Mais difícil é cozinhar este foie gras bloco em escalopes quentes. Um verdadeiro foie gras trabalha-se muito bem, braseando-o em frigideira ligeiramente untada ou mesmo seca, porque basta a gordura que o foie gras vai destilando. Pode-se brasear só de um lado ou de ambos. Gosto mais da primeira forma, porque dá contraste de textura. Se tentarem tratar assim um bloco de foie gras de pato, muito mais rico em gordura misturada, as fatias estalam, desfazem-se em gordura, desmancham-se. Dizem os especialistas que há uma ótima técnica que, obviamente, nunca experimentei: congelar o bloco em azoto líquido (coisa banal do meu tempo de laboratório) e passá-lo logo para a frigideira seca.
Por mim, só encontrei uma solução, “queimá-las com maçarico”. Sai toda a gordura, mantendo-se a forma e a textura dos escalopes de foie gras. Sobre papel de alumínio, tem uma vantagem: escorre a gordura para o alumínio e deixa-se solidificar no frigorífico, para excelentes usos posteriores, conforme o vosso bom gosto.

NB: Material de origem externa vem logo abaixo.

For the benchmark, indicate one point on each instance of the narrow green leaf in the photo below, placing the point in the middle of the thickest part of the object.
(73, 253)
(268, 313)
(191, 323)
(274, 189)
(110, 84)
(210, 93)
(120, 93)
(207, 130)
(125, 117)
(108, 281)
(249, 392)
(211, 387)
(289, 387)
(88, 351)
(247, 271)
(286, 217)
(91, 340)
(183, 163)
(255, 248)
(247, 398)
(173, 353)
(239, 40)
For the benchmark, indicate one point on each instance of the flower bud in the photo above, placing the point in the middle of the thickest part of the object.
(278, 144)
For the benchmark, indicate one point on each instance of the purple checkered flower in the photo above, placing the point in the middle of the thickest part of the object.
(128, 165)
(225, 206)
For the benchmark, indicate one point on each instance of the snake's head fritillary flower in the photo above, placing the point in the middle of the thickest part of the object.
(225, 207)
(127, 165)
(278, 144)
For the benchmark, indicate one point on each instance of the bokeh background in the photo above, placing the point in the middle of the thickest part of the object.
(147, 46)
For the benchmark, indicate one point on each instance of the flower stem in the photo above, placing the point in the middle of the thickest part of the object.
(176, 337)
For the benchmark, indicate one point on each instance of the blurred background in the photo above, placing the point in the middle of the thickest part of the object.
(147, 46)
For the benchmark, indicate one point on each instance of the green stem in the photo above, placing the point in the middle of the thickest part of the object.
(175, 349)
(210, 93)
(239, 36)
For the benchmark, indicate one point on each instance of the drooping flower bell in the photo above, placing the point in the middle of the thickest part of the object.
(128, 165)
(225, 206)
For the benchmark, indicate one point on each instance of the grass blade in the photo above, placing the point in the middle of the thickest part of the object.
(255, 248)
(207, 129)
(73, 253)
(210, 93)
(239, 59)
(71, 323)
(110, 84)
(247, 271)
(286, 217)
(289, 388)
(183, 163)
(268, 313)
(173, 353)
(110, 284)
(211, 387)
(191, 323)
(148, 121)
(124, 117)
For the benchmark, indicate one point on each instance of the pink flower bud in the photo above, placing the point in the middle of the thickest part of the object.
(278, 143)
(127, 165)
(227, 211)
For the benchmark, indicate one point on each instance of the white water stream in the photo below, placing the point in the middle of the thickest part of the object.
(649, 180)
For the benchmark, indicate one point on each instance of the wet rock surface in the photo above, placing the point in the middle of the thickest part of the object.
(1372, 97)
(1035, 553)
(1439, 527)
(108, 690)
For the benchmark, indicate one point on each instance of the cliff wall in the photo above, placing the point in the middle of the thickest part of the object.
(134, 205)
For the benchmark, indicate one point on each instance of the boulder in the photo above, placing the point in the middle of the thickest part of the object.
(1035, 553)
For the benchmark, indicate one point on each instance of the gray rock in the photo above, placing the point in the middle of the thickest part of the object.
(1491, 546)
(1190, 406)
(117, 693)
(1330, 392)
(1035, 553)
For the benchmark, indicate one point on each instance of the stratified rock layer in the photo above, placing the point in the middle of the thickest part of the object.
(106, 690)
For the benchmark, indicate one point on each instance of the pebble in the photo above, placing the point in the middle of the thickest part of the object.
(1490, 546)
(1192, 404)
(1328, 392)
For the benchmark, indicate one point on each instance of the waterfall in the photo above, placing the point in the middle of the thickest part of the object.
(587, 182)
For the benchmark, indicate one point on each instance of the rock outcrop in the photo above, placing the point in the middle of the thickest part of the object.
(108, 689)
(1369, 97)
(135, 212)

domingo, 1 de abril de 2012

Cocotte (II)


Já vai longe uma entrada que escrevi sobre a cozinha em “cocotte”. Volto a ela por causa de um comentário que lá deixou Jo, autora de um imaginativo blogue culinário, “Blackberry eats”. Pensei a princípio que ela estava a brincar, mas fui confirmar  e achei muita piada à ideia.
Trata-se de uma sugestão pelo menos invulgar de Lisa Casali: cozinhar a temperatura controlada usando… a máquina de lavar louça. Claro que deve funcionar. Só me pergunto é se o custo da eletricidade, ao fim de algumas vezes, não dá para comprar um banho maria regulado.
E não é muito caro ter um banho desses, artesanal, como tenho. É só ter os préstimos de um irmão eletrotécnico ou de um bom eletricista. Uso um tacho largo, de tamanho adequado, com água. Dependurado no lado interno uma daquelas bem conhecidas resistências para chaleiras. A meio do seu cabo elétrico, intercalado um dispositivo tipo interruptor, acionado por um termostato ligado a uma sonda termométrica, do tipo dos termómetros de assados, também mergulhada na água. É tudo. Claro que também essencial, mas à parte, um banal cronómetro de cozinha.
Também escrevi, então, sobre cozinha a vácuo. Ambas as coisas estão ligadas, porque a cozinha a vácuo é a baixa temperatura. Para vácuo, não há grande dificuldade. Por preço não exorbitante, os estabelecimentos de eletrodomésticos anexos aos hipermercados vendem máquinas de fechar sacos de plástico que também aspiram o ar a fazer vácuo.
Experimentem e fiquem ufanos por verificarem que um amador pode fazer coisas fora do vulgar que por vezes pensa estarem só ao alcance dos profissionais.